Note that the spiraling costume of the great Hellenistic (late ancient Greek) sculpture, the Nike (victory) of Samothrace on view in the Musée de Louvre was found after the Delacroix was created but is a useful reference nevertheless (see figure 1).
For what possible reason has Delacroix exposed Marianne’s breasts? The answer lies in the figure not being an actual person but rather the embodiment of an idea in a human figure. Marianne is, of course, democracy. Democracy was born in Ancient Greece as Delacroix reminds us by his reference to ancient sculpture and his use of partial nudity. But there is a second reference here. During France’s first revolution, the one that began in 1789, the newly created democratic state was sometimes depicted as an infant suckled by freedom, by Marianne, its mother.

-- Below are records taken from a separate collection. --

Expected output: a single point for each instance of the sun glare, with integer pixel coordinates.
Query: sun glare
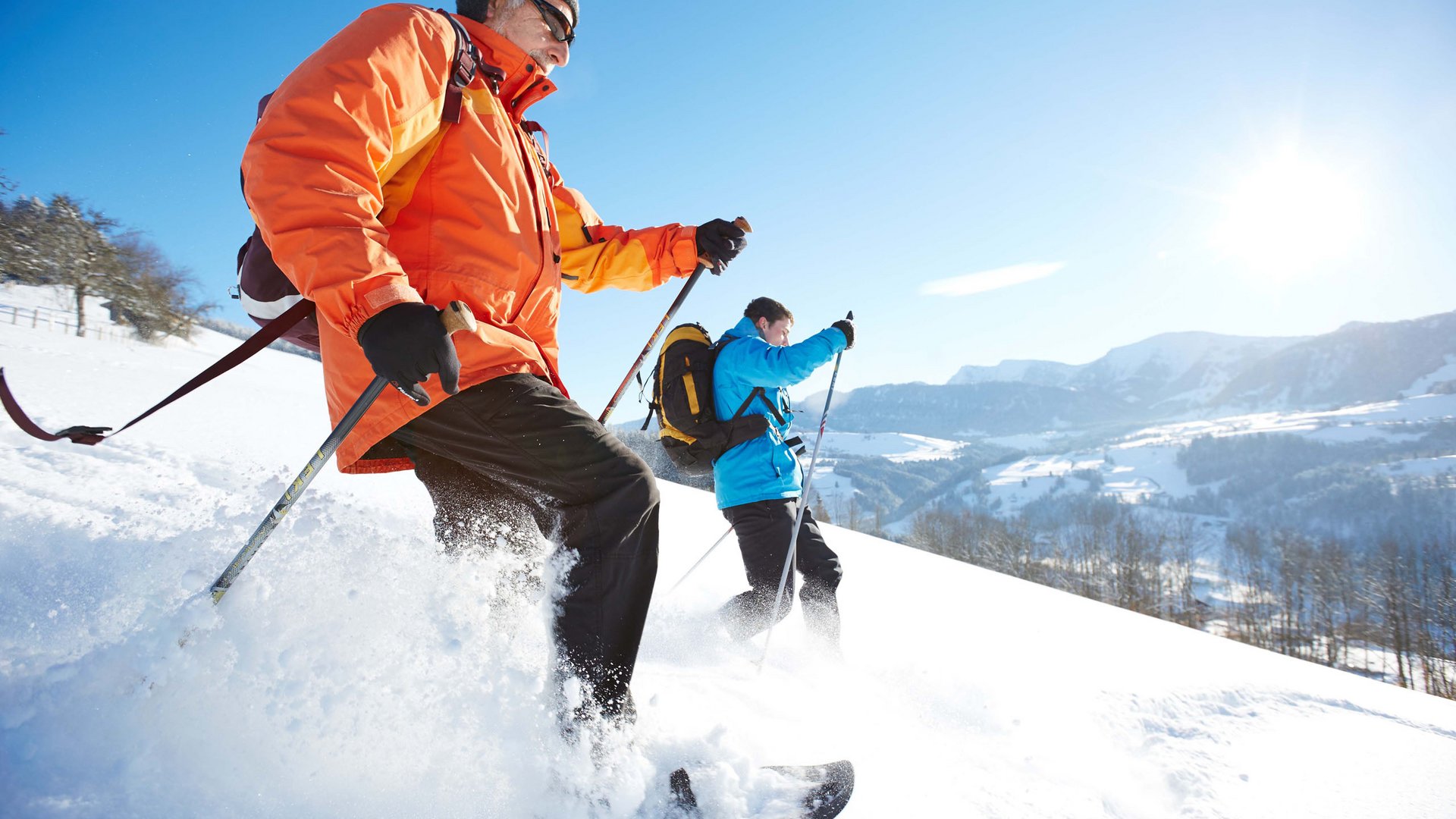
(1289, 216)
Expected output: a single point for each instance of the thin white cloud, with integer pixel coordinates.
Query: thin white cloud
(987, 280)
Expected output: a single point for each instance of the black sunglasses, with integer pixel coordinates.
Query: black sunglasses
(557, 22)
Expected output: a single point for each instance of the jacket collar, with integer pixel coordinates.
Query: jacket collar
(743, 330)
(522, 83)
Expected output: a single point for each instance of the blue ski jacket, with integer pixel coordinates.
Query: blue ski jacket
(764, 468)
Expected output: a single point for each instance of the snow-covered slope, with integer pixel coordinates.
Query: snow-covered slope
(354, 672)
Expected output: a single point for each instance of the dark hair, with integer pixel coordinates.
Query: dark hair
(766, 308)
(473, 9)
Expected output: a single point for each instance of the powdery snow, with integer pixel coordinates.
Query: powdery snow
(356, 672)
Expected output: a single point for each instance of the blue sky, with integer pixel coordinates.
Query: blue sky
(1119, 169)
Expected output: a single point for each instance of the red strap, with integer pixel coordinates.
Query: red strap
(92, 436)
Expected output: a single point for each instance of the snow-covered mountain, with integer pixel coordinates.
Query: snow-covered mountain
(1168, 373)
(356, 672)
(1357, 363)
(1175, 375)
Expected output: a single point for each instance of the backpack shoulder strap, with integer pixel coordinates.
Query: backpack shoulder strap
(462, 69)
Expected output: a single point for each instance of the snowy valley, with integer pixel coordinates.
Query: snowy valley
(357, 672)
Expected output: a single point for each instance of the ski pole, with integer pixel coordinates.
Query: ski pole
(718, 542)
(804, 499)
(455, 316)
(702, 264)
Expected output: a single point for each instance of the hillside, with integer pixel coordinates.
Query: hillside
(354, 672)
(1165, 378)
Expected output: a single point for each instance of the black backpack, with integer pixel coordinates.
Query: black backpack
(683, 403)
(264, 290)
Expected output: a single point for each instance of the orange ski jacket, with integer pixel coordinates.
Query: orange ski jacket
(364, 207)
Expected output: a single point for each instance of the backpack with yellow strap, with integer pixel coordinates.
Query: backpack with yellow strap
(683, 403)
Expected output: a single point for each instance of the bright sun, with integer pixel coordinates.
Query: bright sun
(1291, 216)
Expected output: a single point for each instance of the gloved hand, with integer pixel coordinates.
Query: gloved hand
(406, 343)
(720, 242)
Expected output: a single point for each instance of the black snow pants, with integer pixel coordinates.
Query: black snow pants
(764, 529)
(517, 436)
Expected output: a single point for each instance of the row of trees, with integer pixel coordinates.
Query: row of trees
(1084, 544)
(1321, 599)
(66, 243)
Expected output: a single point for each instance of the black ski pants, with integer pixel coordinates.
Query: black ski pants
(764, 529)
(517, 436)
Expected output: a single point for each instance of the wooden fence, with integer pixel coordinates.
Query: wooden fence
(61, 321)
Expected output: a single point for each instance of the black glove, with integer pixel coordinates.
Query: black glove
(720, 242)
(408, 341)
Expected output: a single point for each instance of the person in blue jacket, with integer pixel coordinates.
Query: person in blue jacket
(759, 483)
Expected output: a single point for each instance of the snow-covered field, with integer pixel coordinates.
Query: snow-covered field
(1144, 464)
(892, 447)
(356, 672)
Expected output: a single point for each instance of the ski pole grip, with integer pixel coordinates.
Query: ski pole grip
(457, 316)
(740, 222)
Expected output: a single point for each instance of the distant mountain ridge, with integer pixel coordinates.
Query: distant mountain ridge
(1175, 375)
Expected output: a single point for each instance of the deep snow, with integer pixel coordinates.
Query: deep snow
(356, 672)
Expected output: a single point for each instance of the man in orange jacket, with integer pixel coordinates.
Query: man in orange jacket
(381, 213)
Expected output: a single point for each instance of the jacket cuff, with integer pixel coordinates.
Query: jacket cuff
(685, 251)
(397, 290)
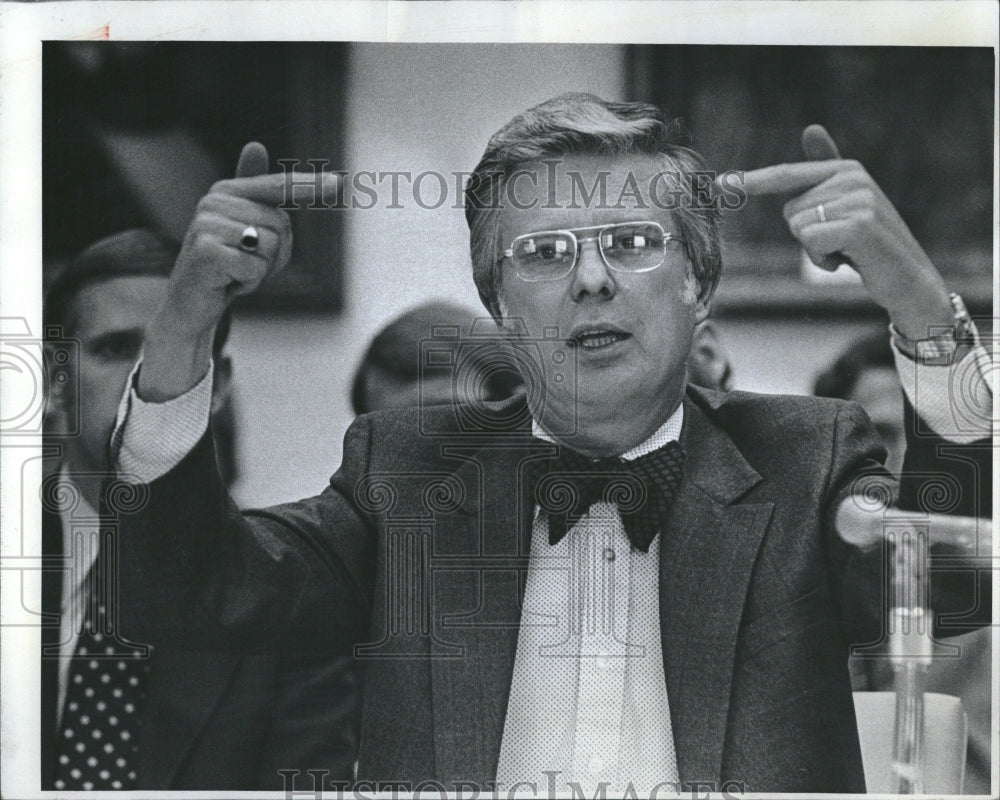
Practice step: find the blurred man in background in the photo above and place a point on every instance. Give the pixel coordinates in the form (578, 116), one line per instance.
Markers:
(116, 715)
(865, 373)
(393, 375)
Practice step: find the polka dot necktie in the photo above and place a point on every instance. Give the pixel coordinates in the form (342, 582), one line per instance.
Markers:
(98, 745)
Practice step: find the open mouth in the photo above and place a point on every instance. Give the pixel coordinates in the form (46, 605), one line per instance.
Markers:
(598, 339)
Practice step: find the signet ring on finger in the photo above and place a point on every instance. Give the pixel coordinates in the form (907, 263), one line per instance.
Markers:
(249, 239)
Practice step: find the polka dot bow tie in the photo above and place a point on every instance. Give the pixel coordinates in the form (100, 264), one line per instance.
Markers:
(643, 489)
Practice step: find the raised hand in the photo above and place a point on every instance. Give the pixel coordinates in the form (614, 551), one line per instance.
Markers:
(238, 237)
(840, 214)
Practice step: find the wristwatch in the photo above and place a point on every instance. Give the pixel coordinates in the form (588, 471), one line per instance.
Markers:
(940, 348)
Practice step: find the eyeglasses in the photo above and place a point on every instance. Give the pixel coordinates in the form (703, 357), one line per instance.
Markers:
(624, 247)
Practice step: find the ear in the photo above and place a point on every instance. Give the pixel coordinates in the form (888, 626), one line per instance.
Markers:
(58, 390)
(709, 364)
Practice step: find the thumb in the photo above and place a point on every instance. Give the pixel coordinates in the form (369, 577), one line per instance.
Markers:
(816, 143)
(253, 161)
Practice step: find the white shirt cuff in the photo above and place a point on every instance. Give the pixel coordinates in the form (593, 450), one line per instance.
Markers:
(954, 401)
(150, 439)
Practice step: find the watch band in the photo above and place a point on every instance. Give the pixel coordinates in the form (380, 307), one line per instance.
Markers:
(940, 348)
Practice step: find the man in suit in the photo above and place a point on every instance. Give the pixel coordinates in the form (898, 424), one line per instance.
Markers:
(865, 373)
(613, 582)
(115, 715)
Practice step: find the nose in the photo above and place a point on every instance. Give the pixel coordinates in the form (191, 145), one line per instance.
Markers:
(591, 276)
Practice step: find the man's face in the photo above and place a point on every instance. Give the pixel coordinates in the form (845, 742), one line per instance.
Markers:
(109, 319)
(629, 333)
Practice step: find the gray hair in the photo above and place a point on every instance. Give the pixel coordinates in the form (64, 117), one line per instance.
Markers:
(574, 124)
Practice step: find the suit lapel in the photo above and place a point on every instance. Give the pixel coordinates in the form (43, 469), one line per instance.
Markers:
(706, 557)
(52, 576)
(479, 609)
(183, 690)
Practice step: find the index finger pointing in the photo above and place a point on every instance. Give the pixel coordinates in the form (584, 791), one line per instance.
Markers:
(789, 178)
(287, 190)
(253, 160)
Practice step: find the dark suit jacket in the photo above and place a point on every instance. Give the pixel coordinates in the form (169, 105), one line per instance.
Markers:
(217, 720)
(417, 549)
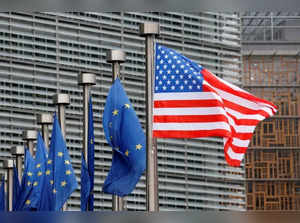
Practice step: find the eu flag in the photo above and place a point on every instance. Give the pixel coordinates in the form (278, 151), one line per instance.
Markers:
(28, 180)
(60, 178)
(85, 185)
(124, 134)
(91, 140)
(16, 189)
(2, 196)
(33, 201)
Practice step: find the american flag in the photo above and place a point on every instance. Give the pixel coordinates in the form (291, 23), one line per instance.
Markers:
(191, 102)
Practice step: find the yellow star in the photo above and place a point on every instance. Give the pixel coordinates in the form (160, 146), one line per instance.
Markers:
(138, 146)
(127, 152)
(115, 112)
(63, 183)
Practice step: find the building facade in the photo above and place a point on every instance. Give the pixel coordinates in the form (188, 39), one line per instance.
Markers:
(271, 50)
(41, 54)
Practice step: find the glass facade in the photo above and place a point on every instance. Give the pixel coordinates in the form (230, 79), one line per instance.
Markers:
(42, 54)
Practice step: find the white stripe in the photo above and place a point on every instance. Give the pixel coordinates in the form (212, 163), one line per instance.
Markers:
(186, 96)
(234, 155)
(189, 111)
(243, 102)
(239, 115)
(191, 126)
(240, 143)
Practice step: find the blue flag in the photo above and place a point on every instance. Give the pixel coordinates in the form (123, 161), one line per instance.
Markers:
(28, 181)
(60, 180)
(2, 196)
(33, 201)
(124, 134)
(16, 189)
(91, 146)
(85, 185)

Beside Marianne, we see a menacing crowd that dissolves into the smoke and the confusion of battle. But in the left middle ground, Delacroix depicts two figures with greater clarity. They stand together but represent very different social and economic positions. The man in the top hat, waistcoat and jacket is a member of the middle class. The second figure is less well off. He wears a white shirt and cap and is meant to represent a laborer, a member of the working or lower class. Delacroix’s message is clear. The revolution unites these classes against the ruling aristocracy.
The Cost of Rebellion
In the foreground lay two dead bodies. The figure on the left is intended to enrage the viewer. To set the viewer firmly against the excesses of the king’s troops. In this sense the painting is pure propaganda. The dead figure on the left is dressed in a long nightshirt that has been push up as his body was dragged into the street from his bedroom where, presumably, he had been shot. Delacroix is alluding to the despised practice of the royal troops who spread terror by murdering suspected revolutionary sympathizers in their beds and then dragging the bodies into the streets as a warning. The dead uniformed figure on the right is a royalist soldier. Here, Delacroix shows the enemy as vulnerable. If you look carefully at the buildings at the right you will see the battle joined and in the distance, the great Gothic cathedral, Notre Dame de Paris, a symbol of the King’s power but which is now triumphantly flying the tricolor.